Amigos do homem relataram à reportagem que o ambiente do mercado era hostil aos clientes torcedores do clube de futebol São José. “Geralmente, quando ia no mercado, os segurança já começava ficar olhando de cara feia pra gente, já tinha discriminação contra nós. Pegaram ele sozinho e agiram daquela forma”, disse o amigo Carlos Eduardo Borges Carneiro.
Os seguranças Magno Braz Borges e Giovane Gaspar da Silva foram detidos e presos em flagrante por homicídio qualificado. A reportagem não localizou seus advogados de defesa.
Segundo o pai, Beto, como era chamado pelos amigos, deixa quatro filhos, de relacionamentos anteriores.
“Estou muito abatida”, disse ao jornal Milena Borges Alves, 43, companheira de Beto. Ela estava em frente à casa onde ele residia e embarcou em um carro da Polícia Civil para ser ouvida.
Milena estava com Beto no supermercado. Ela disse a jornalistas que depois de fazerem as compras, ele fez um aceno em tom de brincadeira para a funcionária do caixa e saiu do mercado.
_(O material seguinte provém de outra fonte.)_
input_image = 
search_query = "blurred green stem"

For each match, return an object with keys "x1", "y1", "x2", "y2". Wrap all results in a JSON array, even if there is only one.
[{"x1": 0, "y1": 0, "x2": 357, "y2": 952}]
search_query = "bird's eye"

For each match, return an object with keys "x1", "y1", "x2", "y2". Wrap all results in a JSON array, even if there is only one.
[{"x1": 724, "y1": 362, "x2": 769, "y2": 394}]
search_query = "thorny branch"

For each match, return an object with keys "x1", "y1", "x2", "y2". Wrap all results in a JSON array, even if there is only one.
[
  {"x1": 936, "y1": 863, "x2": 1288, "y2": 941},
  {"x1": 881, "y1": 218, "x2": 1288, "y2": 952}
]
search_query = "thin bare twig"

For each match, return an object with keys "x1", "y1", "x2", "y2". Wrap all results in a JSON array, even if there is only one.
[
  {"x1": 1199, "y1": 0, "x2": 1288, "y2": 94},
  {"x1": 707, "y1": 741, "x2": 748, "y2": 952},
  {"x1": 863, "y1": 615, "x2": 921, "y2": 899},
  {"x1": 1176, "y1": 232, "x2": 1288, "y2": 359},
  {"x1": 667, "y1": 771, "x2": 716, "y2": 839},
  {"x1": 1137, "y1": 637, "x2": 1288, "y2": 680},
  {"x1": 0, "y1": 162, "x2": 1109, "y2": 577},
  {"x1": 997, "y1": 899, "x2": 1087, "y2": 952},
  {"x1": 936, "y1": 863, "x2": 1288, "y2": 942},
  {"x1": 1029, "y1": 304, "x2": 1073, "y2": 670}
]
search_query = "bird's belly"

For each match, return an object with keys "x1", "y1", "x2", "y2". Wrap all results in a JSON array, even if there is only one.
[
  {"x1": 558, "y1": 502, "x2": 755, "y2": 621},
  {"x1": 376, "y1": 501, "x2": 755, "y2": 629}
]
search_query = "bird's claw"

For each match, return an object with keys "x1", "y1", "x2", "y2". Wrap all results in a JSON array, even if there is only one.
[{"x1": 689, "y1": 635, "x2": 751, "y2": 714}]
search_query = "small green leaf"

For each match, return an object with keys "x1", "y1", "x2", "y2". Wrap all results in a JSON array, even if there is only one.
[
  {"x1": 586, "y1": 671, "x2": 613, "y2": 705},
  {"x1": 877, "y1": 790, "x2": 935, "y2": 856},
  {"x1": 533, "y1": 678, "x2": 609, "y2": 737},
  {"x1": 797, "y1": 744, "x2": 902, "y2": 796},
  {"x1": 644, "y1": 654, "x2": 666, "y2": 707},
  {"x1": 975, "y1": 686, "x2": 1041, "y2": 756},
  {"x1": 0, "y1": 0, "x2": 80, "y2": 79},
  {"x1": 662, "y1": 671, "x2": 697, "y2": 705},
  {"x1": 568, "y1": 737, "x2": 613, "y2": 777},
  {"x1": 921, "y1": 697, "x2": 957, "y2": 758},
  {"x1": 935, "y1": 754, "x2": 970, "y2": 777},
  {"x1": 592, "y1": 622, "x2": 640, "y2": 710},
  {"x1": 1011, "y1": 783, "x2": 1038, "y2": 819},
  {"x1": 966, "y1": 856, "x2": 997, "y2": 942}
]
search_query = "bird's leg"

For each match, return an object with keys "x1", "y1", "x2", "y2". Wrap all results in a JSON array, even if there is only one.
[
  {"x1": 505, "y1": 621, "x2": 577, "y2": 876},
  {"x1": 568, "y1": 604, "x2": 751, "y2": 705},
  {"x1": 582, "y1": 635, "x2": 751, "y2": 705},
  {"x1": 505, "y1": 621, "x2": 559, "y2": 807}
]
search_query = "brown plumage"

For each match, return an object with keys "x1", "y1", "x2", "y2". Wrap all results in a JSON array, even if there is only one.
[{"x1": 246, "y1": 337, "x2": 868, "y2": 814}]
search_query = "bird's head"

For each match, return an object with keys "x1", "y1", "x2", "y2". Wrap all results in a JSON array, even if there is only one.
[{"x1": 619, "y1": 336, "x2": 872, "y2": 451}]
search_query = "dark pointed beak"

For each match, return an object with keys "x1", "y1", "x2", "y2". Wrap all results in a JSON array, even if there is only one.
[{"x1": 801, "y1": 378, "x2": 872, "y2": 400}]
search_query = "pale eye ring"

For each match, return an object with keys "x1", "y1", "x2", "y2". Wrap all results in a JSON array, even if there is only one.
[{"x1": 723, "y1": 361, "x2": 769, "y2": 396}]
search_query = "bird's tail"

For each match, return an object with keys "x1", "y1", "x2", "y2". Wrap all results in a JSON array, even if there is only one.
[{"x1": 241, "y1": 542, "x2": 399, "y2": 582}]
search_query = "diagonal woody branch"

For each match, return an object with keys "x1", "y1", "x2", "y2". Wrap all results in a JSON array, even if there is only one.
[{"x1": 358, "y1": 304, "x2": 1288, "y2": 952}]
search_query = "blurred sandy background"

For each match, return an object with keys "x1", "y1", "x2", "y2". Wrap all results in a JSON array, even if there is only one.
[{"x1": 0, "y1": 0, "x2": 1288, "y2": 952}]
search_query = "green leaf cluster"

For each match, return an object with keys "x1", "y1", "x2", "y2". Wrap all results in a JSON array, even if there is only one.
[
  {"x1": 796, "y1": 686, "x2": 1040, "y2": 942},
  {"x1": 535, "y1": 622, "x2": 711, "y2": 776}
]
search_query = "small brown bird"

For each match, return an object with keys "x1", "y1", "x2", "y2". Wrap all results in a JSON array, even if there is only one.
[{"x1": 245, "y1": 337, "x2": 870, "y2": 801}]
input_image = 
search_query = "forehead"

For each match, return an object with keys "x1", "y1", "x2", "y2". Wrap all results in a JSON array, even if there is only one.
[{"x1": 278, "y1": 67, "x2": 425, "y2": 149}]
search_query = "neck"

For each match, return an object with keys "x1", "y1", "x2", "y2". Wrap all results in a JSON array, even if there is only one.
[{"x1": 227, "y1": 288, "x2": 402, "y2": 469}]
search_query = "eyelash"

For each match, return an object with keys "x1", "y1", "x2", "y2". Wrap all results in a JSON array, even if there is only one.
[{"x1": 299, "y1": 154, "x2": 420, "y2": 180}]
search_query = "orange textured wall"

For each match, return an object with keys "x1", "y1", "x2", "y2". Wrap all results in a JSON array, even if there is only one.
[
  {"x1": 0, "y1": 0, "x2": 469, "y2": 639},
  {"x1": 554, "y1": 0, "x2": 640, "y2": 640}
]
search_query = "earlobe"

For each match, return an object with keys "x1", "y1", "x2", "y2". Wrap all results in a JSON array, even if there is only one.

Milena, depois de pagar pelas compras, saiu do local, e viu o marido ainda consciente sendo agredido. “Ele disse: me socorre, Milena”, contou a mulher à Band News.
O pai do homem conta que o sonho do filho, de adquirir um carro para fazer entregas, “foi interrompido de maneira brusca”.
“A última vez que falei com ele foi no dia do assassinato. Tínhamos plano de comprar um veículo utilitário para transportar produtos no Ceasa. Mas, para isso, precisávamos do carro. Então, faríamos um financiamento. Mas esse sonho foi interrompido de maneira brusca”, disse o pai.
O homem fazia serviços gerais e trabalhos de jardinagem, disse o pai.
O caso já tem sido comparado com o assassinato de George Floyd, um homem negro morto por sufocamento nos Estados Unidos em uma abordagem policial. “Não consigo respirar”, disse Floyd, enquanto era contido.
No caso de Freitas, os seguranças chegaram a ficar em cima dele, nas costas, segundo a delegada Roberta Bertoldo, da 2ª Delegacia de Homicídios e Proteção à Pessoa de Porto Alegre. Este tipo de contenção dificulta a respiração.
“Foi verificado junto à perícia que provavelmente ele tenha morrido por asfixia ou ataque cardíaco. O dois seguranças que agrediram ficaram em cima dele, aquilo dificultou a respiração dele. Quando falamos em asfixia não significa necessariamente estrangulamento, mas aquela forma de contenção de ficar em cima dele fez com que tivesse dificuldade de respirar e pode ter ocasionado um ataque cardíaco. Aguardamos o laudo oficial, mas são indícios preliminares a partir de sinais identificados pela perícia no corpo dele”, disse Bertoldo ao jornal Folha de S. Paulo.